I am building a new gaming PC from scratch, but I have limited knowledge on hardware (I am an ex-Mac user )
I researched hardware and I have decided that this build (which fits into my budget) seems perfect:
CPU: Intel Core2 Duo E8400 3.0ghz Motherboard: ASUS Maximus Formula Case: Coolermaster RC-932 HAF932 PSU: Coolermaster Real Power Pro 650WATT GPU: EVGA e-GeForce 9800 GTX+ 512MB Memory: Corsair TWIN2X4096-6400C4DHX - XMS2 Low-latency 2 x 2GB DDR2-800 HDD: Seagate Barracuda 1TB/1000GB S-ATA 2 32mb Cache Monitor: Samsung T190 Rose Black 19"
Does anybody know wether this hardware is compatible with each other? Feel free to criticize it and suggest other options.
It will work fine, however there is 1 major mistake on your list.
The motherboard is a pricey, and older style Crossfire motherboard and you are choosing an nVidia GPU, so you do not need/cannot use Crossfire.
You can save yourself over $100 or so if you go to a board with a P43 chipset.
Now, if you are planning on running multiple GPU's in the future, you really need to revamp your thinking on the motherboard and video cards both....let us know.
im not planning on using dual GPU's. From what ive read Asus makes the best boards, and the Maximus formula seemed ideal for me (DDR2 RAM, FSB speed etc). Which board would you recommend in my situation?
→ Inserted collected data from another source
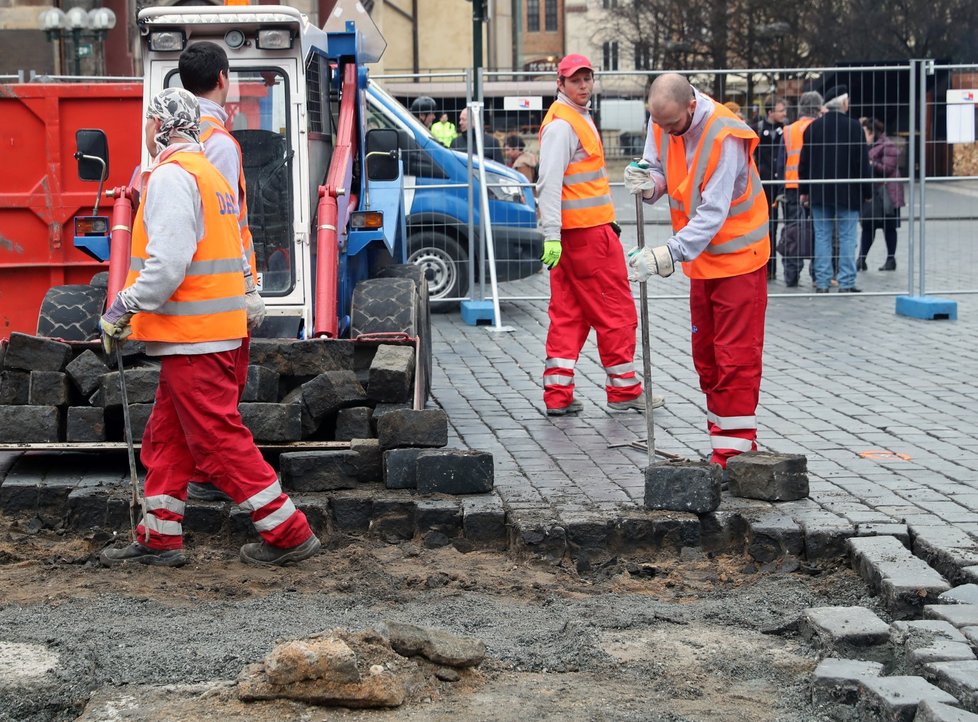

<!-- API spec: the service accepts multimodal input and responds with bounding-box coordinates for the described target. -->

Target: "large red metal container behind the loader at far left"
[0,83,143,338]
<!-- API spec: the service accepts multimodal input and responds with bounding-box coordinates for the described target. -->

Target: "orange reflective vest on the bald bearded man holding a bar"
[652,99,771,279]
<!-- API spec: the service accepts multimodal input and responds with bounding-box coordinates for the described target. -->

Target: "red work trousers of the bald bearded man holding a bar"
[689,266,767,468]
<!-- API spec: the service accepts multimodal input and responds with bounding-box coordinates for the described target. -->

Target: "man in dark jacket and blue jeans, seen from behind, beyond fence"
[798,85,872,293]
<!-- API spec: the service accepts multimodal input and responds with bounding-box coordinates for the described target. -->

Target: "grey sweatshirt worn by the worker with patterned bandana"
[119,143,241,356]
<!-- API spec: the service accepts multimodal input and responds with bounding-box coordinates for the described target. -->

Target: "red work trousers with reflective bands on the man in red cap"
[543,224,642,409]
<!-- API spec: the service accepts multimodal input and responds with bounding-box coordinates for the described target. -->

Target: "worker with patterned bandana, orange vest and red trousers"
[100,88,320,566]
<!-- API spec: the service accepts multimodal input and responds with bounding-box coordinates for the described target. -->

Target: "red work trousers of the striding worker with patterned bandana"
[136,344,312,549]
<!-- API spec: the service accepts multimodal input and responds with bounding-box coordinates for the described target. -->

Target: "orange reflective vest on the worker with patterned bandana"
[126,151,248,343]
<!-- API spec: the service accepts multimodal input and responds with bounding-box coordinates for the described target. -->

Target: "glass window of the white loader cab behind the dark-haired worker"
[167,68,295,295]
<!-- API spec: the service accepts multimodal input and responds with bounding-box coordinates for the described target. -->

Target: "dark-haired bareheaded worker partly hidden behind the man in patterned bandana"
[178,40,265,501]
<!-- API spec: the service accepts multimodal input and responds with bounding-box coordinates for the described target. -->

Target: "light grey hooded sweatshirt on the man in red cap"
[537,93,598,241]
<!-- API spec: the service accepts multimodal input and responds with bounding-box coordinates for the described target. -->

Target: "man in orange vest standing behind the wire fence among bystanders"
[778,90,823,288]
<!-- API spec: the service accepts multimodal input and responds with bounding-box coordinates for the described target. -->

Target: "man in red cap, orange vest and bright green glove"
[537,54,663,416]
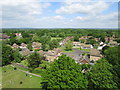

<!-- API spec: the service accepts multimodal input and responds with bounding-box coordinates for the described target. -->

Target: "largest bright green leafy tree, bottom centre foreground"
[42,55,88,89]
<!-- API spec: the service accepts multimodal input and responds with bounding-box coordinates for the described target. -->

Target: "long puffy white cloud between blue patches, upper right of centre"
[55,0,109,15]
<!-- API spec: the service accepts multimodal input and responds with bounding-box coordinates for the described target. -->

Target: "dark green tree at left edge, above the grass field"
[2,44,14,66]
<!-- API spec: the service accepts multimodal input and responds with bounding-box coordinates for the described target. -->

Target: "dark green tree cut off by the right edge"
[104,46,120,88]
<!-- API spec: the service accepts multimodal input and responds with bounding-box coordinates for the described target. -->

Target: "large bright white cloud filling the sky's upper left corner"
[0,0,51,20]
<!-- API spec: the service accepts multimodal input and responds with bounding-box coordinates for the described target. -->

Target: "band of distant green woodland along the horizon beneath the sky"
[3,29,119,37]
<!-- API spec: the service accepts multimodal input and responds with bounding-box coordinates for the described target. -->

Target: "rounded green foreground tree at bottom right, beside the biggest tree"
[88,59,117,89]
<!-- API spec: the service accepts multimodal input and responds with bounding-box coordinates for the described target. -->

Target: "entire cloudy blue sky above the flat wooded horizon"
[0,0,118,28]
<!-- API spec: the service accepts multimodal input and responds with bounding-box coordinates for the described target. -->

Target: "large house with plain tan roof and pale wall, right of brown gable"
[90,49,102,61]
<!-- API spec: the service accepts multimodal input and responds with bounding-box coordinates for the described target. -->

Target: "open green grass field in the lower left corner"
[2,65,41,88]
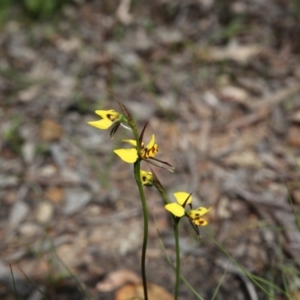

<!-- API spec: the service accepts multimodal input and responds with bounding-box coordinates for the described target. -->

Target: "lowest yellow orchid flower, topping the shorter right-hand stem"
[165,192,210,226]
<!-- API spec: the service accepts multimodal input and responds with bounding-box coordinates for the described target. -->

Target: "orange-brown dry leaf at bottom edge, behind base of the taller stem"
[115,283,173,300]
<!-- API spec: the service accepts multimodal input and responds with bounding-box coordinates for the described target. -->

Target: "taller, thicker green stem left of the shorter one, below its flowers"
[134,159,148,300]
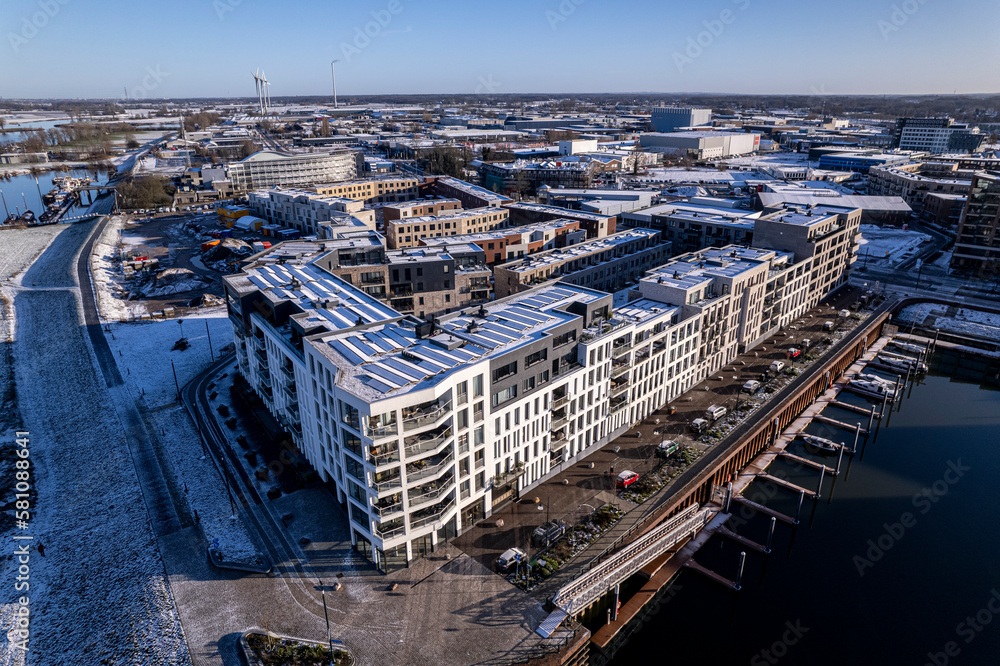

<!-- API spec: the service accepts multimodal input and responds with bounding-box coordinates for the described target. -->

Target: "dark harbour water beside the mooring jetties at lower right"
[613,344,1000,666]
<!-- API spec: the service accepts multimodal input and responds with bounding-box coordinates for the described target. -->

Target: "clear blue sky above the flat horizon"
[0,0,1000,97]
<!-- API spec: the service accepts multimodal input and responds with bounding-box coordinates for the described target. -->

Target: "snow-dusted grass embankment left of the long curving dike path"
[0,224,189,666]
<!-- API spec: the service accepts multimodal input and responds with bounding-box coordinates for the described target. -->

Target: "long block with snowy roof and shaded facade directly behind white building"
[493,229,671,298]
jitpublisher, I checked for P43 chipsets as u recommended, and I found 2 that seem right for me. ASUS P5QL-E With EPU-6, and the GIGABYTE® "S Series" P43 & ICH10 Express Chipset. They both cost the same and have pretty much the same features. Do you know wether they support GPU's that need dual graphics slots? I cant find any info on that
Either of those boards are fine choices, if you like ASUS, then get that board. Dual slot cards simply mean the card will plug into 1 slot, but because of the cooler and design, it will cover the slot direclty below it as well, that is where the hot air will be exhausted, out the back of the case where the other slot is, although it does not actually use the 2nd slot on the board. So basically, you simply loose that slot directly under the PCIe slot to be used for anything else.